What are the rights of third parties?  It will depend on the facts of the case and the terms of the guarantee, but third-parties will need clear authority and distinct interests to have a claim.  Funds from a subdivision financial assurance cannot be used to pay contractors for work already completed—the statutory authorization for performance guarantees does not include payment bonds.  In re Versant Properties, LLC, 1:10CV98, 2011 WL 1131057 (W.D.N.C. Mar. 25, 2011)(not reported).  A property owners association may have a recognizable interest, but it will depend on the facts. Consider the federal district court’s ruling in a recent North Carolina case.  The court initially allowed an association to intervene as having interests adverse from the county based on the association’s intent to assert a claim of declaratory relief to ensure that any funds secured from the bonds would be used for infrastructure in the subdivision.  However, when the association failed to make that claim, the court granted the defendant’s motion to dismiss the association.  The court looked at the terms of the ordinance and contract to find that the association lacked adversity in interest and lacked a claim of breach of contract as a third-party beneficiary, among other findings.  Rutherford Cnty. v. Bond Safeguard Ins. Co., 1:09CV292, 2011 WL 809821 (W.D.N.C. Mar. 2, 2011).

A separate question is this: Does a local government have authority to assign rights from a performance guarantee? There is no express statutory authority to assign the rights to third parties, but it may be reasonably necessary and within the contracting rights of a local government.  Consider a county that has called a subdivision performance bond for incomplete subdivision streets.  If that money had been obtained as a fee-in-lieu of construction, the county would be required to transfer the funds to a municipality to develop the roads.  NCGS § 153A-331(c).  A similar transfer may be reasonably necessary and appropriate for funds called from a performance guarantee.  And, as noted above, “[p]arties entering into public performance bond are free to contract for any terms they so desire.” Cnty. of Brunswick, 425 F. App’x at 192.

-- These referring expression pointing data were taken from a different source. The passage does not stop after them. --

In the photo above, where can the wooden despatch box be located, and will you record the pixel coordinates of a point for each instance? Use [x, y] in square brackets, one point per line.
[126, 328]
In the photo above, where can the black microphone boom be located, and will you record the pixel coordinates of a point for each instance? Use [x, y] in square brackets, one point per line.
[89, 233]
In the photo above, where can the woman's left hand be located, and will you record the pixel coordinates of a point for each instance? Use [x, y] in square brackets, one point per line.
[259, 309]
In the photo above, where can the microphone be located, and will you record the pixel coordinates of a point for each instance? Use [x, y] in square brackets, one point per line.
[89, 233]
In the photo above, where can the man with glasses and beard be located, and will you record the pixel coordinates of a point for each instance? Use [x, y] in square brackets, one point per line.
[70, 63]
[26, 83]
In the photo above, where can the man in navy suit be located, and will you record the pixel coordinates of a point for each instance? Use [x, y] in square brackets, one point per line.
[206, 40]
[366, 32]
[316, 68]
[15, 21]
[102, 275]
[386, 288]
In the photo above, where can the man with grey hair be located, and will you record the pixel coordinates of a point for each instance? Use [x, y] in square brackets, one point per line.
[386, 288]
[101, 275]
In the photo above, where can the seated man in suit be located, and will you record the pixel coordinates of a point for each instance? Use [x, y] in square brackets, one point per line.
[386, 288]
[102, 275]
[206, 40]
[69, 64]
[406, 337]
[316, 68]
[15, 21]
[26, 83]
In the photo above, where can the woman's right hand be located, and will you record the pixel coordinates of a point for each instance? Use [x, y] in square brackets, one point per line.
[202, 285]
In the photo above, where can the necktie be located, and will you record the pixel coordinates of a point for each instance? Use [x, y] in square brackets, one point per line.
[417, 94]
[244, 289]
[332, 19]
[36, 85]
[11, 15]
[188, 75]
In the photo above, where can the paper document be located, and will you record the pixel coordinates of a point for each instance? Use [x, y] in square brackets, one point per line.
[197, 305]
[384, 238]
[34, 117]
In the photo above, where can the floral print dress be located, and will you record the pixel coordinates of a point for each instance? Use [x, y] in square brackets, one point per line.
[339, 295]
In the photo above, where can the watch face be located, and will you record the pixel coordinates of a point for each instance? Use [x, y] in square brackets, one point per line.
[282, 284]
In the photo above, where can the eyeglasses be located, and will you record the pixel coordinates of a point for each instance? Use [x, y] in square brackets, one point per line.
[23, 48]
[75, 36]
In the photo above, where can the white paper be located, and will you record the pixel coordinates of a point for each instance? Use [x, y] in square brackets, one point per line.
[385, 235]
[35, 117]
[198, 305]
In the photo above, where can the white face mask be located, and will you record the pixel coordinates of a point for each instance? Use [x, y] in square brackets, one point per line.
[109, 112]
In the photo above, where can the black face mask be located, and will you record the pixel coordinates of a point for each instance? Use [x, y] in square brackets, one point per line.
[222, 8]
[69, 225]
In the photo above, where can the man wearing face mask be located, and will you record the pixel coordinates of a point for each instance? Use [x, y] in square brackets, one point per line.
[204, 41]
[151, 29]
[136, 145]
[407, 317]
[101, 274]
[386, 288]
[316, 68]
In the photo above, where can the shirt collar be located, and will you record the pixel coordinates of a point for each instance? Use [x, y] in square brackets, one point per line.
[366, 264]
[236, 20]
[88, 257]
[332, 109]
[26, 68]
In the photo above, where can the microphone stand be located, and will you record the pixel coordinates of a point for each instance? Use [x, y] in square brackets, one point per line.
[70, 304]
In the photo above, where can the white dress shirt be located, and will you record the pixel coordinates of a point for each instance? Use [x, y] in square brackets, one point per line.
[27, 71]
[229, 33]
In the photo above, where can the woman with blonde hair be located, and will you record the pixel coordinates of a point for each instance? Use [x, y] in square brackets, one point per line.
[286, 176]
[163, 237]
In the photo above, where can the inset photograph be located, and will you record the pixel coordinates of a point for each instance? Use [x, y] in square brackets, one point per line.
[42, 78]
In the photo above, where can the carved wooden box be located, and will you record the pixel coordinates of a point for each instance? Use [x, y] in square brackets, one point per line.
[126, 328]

If the financial assurance is called and used for construction, is that subject to bidding requirements?  This is an interesting question and the answer will depend upon how the financial assurance is called and the construction contract is structured.  Generally it is the expenditure of public funds on a contract for construction that triggers bidding.  If the public entity calls the financial assurance and contracts for the construction, then it is subject to typical bidding requirements.  If the public entity calls the financial assurance and then contracts with a private entity (such as a subsequent developer) to complete the improvements, that too is subject to bidding—it is a contact for construction using public funds.  If the financial assurance was structured to go directly to the homeowners association, the association’s contract for construction may not be subject to bidding requirements.  If costs are less than $250,000 the local government may be able to avoid bidding requirements by structuring the transfer of funds as a reimbursement agreement under G.S. 160A-499 & -320 or G.S. 153A-451 & -280.  My colleague Frayda Bluestein has explored related (but distinct) topics of private funds and public construction here.

Conclusion

Performance guarantees allow local governments to assure timely completion of required subdivision improvements.  Courts enforce the terms of the contract, so it is critical to get proper provisions in place from the start.  Moreover, the practical considerations of administration and enforcement will benefit from clear ordinance and contract standards.